IMO, the most successful abstraction ever designed for managing ephemeral resources is ownership, which can be thought of as a stylized variant of substructural types. Several languages (all of which descend from C++) incorporate ownership in their design, but as far as I can tell, the only one that does so in a type-safe manner is Rust.

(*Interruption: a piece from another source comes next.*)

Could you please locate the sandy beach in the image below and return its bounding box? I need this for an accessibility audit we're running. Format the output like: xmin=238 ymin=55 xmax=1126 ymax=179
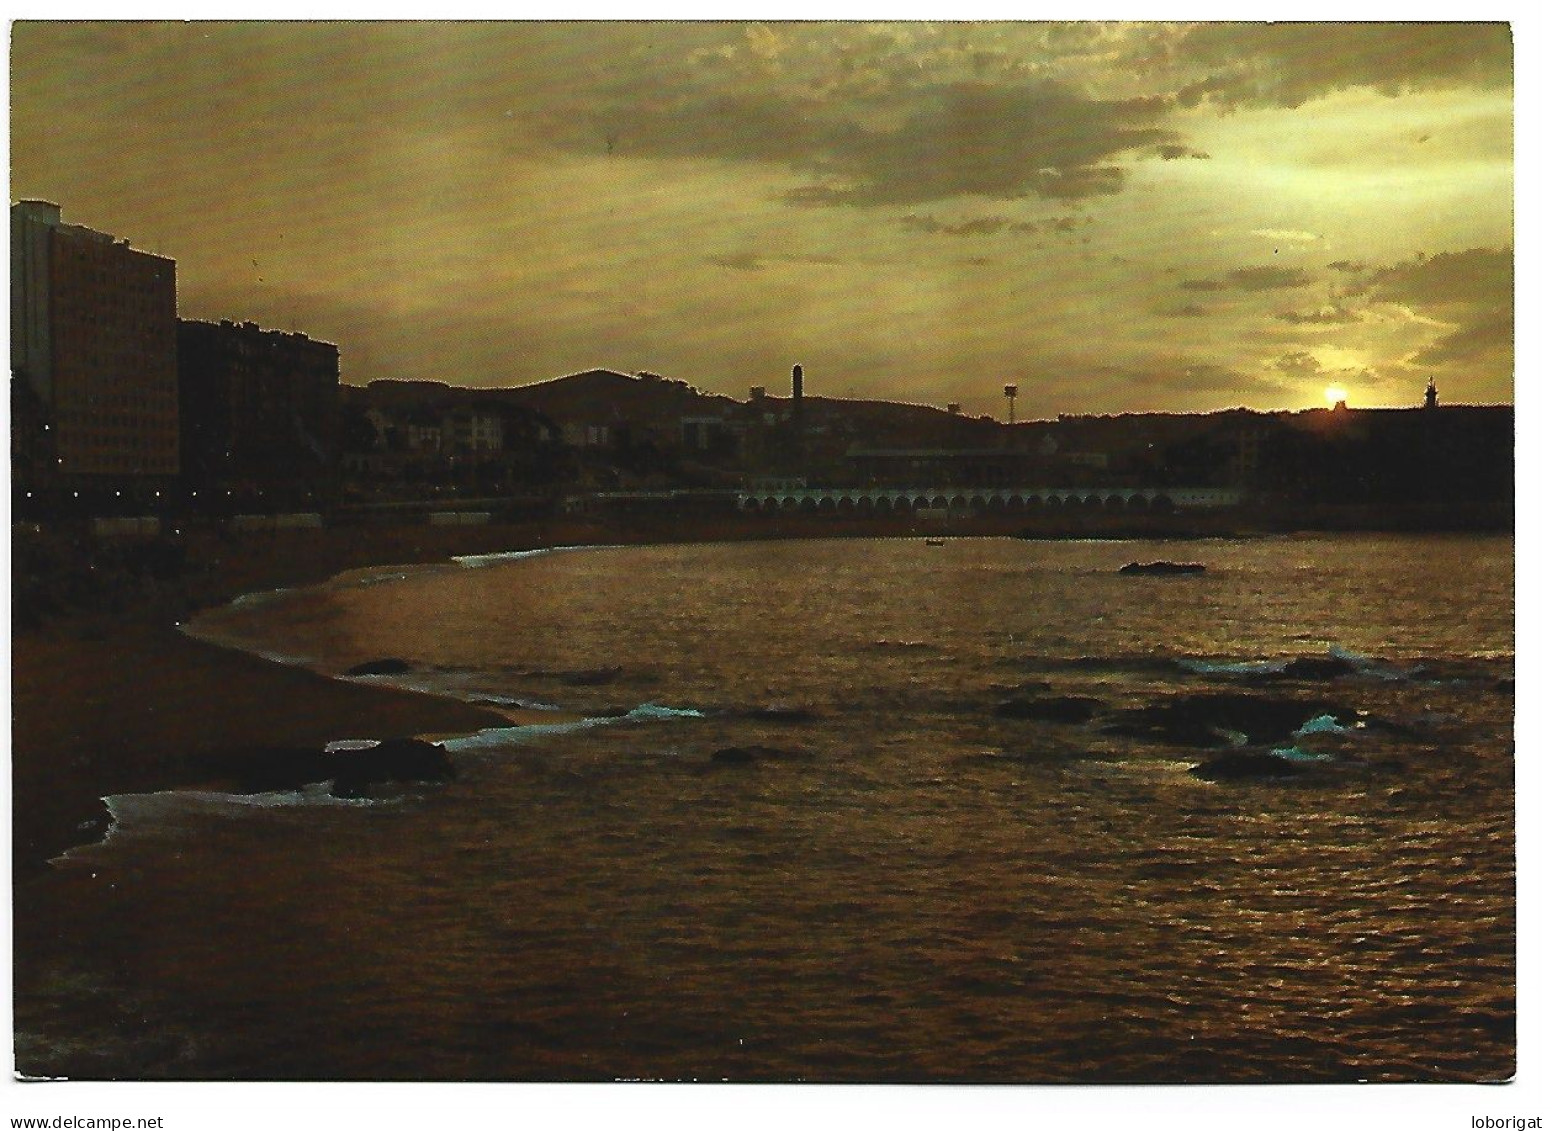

Of course, neither Standard ML nor Successor ML has substructural types. But that doesn't mean that we can't incorporate ownership support in some way or another. An ownership system for Successor ML must have the following properties:

Cleanup logic is guaranteed to run exactly once for every ephemeral resource.
It must be implemented entirely as a library. No radical changes to ML's type system are allowed - nothing like Rust's affine types and lifetimes.

Here's my very rough proposal:

Unlike Rust, where ephemeral resources are owned by lexical scopes, in Successor ML, ephemeral resources shall be owned by threads. The first owner of an ephemeral resource is the thread that created it, but ownership can be transferred to another thread. When a thread terminates, whether successfully or with an error, it calls the cleanup function of every ephemeral resource it owns, in the reverse order of acquisition.
Manually cleaning up ephemeral resources must still be possible. Successive attempts to clean up the same ephemeral resource shall do nothing. Then the ownership system only needs to guarantee that every cleanup function is called at least once.
Since Successor ML doesn't have substructural types, we must content ourselves with raising exceptions in certain circumstances that Rust can prevent statically, like use after free.